Wednesday, November 01, 2006

What's that dunny bug?

Washroom fly, family Psychodidae, possibly Clogmia albipunctataEver been annoyed in the shower by tiny little flying things?

Ever actually tried to work out what they are, only to be baffled by a combination of their tiny size and confusing features?

Well I have. These things are tiny - the ones in my bathroom (ahem... yep it needs cleaning) have a wingspan of only 2-3 mm. There's a larger species (the one in the photo) that I sometimes see which is about 5 mm. In case you're wondering, I actually nabbed this one from a bathroom and brought it home for some photos, which seems somehow wrong...

And what are they? My first thought was a moth. Scaly-looking wings, hairy etc. But the antennae don't look right. And there's apparently only one set of wings.

Turns out they're a fly (order Diptera). They live in the suborder of flies called Nematocera (thread-like antennae) along with things like mosquitos, the other suborder being the Brachycera (short antennae) which are the more typical houseflies, robberflies etcetera.
And the family of these guys? Psychodidae.

They've got a variety of common names - washroom flies, drain-flies (reflecting their frequent use of bathrooms) and moth-flies.

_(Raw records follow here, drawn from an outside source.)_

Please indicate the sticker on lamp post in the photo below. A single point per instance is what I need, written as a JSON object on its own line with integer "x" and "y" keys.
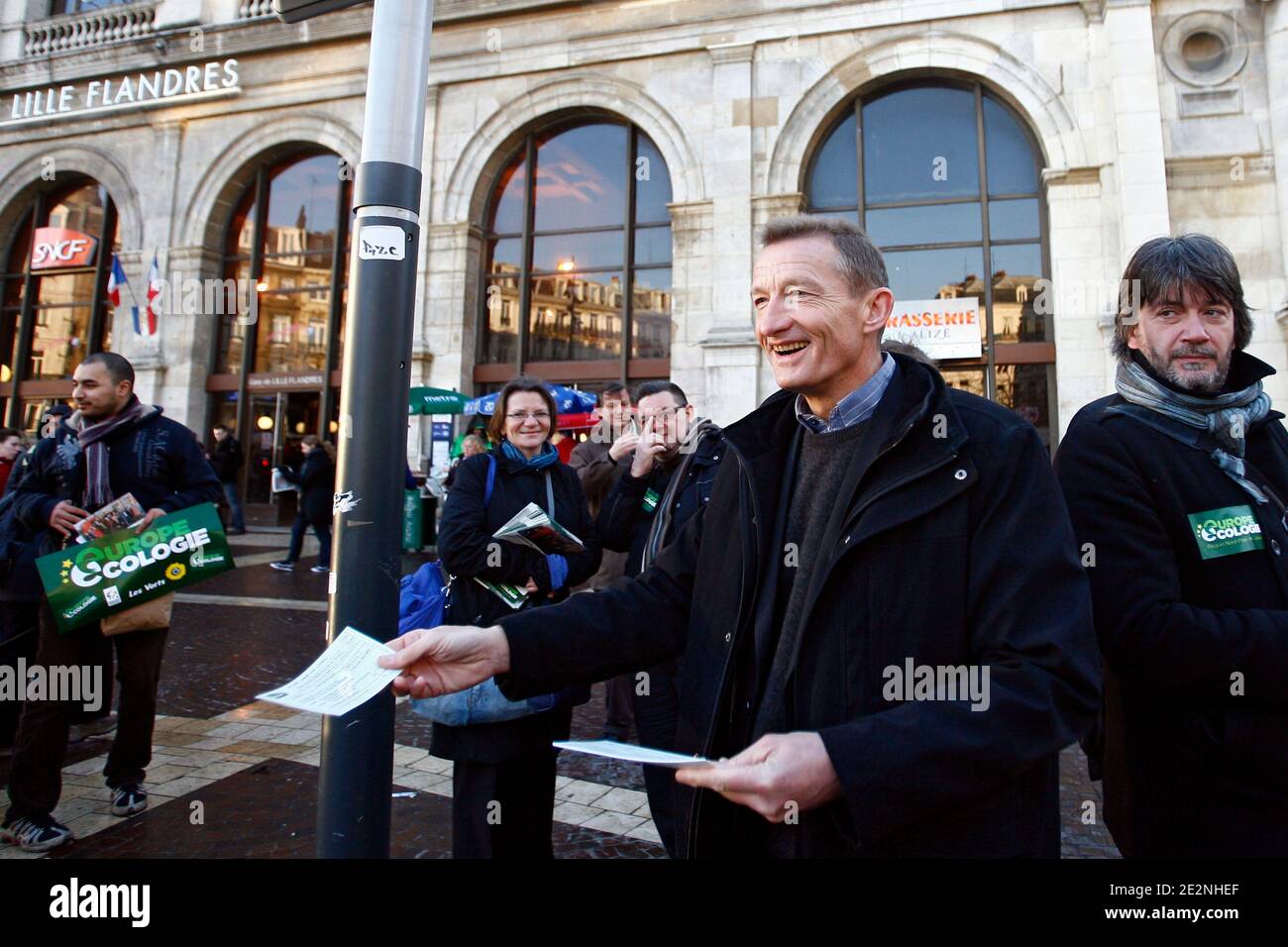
{"x": 381, "y": 243}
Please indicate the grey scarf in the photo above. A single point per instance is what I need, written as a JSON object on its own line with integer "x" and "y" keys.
{"x": 98, "y": 488}
{"x": 1225, "y": 416}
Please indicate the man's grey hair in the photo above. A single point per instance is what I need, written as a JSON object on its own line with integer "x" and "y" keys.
{"x": 858, "y": 258}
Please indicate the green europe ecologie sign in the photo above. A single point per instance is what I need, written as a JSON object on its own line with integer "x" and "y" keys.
{"x": 86, "y": 582}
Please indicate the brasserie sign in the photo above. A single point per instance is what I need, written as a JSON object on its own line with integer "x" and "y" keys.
{"x": 174, "y": 84}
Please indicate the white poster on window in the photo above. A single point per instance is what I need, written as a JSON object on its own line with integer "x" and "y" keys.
{"x": 940, "y": 328}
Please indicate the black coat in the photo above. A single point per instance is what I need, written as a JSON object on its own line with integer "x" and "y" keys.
{"x": 625, "y": 521}
{"x": 467, "y": 547}
{"x": 156, "y": 459}
{"x": 227, "y": 459}
{"x": 316, "y": 479}
{"x": 1189, "y": 768}
{"x": 952, "y": 551}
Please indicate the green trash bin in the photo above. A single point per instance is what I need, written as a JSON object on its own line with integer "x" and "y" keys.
{"x": 412, "y": 531}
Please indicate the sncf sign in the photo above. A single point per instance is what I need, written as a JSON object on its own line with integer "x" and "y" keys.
{"x": 56, "y": 247}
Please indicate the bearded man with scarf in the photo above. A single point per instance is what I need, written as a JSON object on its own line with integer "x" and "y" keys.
{"x": 670, "y": 478}
{"x": 1176, "y": 489}
{"x": 111, "y": 446}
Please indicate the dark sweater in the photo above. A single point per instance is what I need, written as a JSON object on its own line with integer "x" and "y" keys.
{"x": 818, "y": 478}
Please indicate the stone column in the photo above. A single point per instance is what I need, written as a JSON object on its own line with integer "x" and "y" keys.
{"x": 1131, "y": 59}
{"x": 729, "y": 348}
{"x": 1082, "y": 283}
{"x": 691, "y": 296}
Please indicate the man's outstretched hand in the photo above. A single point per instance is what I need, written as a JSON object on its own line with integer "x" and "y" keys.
{"x": 776, "y": 776}
{"x": 447, "y": 659}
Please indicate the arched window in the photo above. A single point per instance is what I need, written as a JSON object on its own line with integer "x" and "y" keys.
{"x": 54, "y": 308}
{"x": 275, "y": 373}
{"x": 947, "y": 180}
{"x": 576, "y": 282}
{"x": 303, "y": 204}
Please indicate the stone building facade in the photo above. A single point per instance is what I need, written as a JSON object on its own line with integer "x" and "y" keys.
{"x": 1012, "y": 151}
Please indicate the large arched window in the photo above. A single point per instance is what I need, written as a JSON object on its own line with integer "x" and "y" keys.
{"x": 576, "y": 281}
{"x": 947, "y": 182}
{"x": 275, "y": 372}
{"x": 54, "y": 308}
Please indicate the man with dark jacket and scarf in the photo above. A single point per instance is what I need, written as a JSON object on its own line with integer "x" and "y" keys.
{"x": 881, "y": 611}
{"x": 114, "y": 445}
{"x": 1176, "y": 487}
{"x": 668, "y": 480}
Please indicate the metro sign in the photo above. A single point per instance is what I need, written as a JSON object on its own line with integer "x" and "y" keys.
{"x": 56, "y": 248}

They apparently like that gunk of fungus and god knows what else that accumulates in shower drains and the like. I wouldn't be surprised if they did well in sewer environments too.

What's more, my species looks awfully like what is identified as Clogmia albipunctata on this page (go there to see some other funky species too). That's in Japan; the species also appears common in America. I wonder where they're originally from?



Snail said...

Fabulous photo. I don't have these in my bathroom (ahem!) but I've seen them around the place. Now I can hold forth about them as if I've always known what they are.

BTW, Circus of the Spineless is up at the Neurophilosopher's Blog.

Sophie said...

Excellent photo !
I've never seen such an insect, although I've seen bathrooms that it would have liked.

I thought maybe you could help me identify this :

It's buzzing exactly like a mosquito (I heard it before I saw it), but it's bigger and furry...

David Nelson said...

G'day Sophie,
The insect in your photos is a bee fly (family Bombyliidae).

We get some spectacular ones with interestingly pigmented wings.

amegilla said...

What a beaut creature. They'd be welcome in my bahroom anytime. Especially if they magically make that drain gunk disappear.
I went and looked at every bathroom I could find, but only saw spiders, a variety of moths (including one lovely Geometrid)and scorpion flies.

Oh, and coincidentally, I've just posted about bee-flies here

Drhoz! said...

Yes, they do thrive in sewers. Also in Port-a-loos.

Janet said...

Regarding your moth fly - it is a beneficial insect, indicator of a non-chemically treated organic environment. Its larvae are approx 1mm wide, 10mm long, black, wriggle in water (their natural environment) and help decompose organic material (eg poo).

If it wasn't for them in environments such as septic systems, our world would be over-run with faeces.

Encourage them by not pouring disinfectants or chlorine down your loo.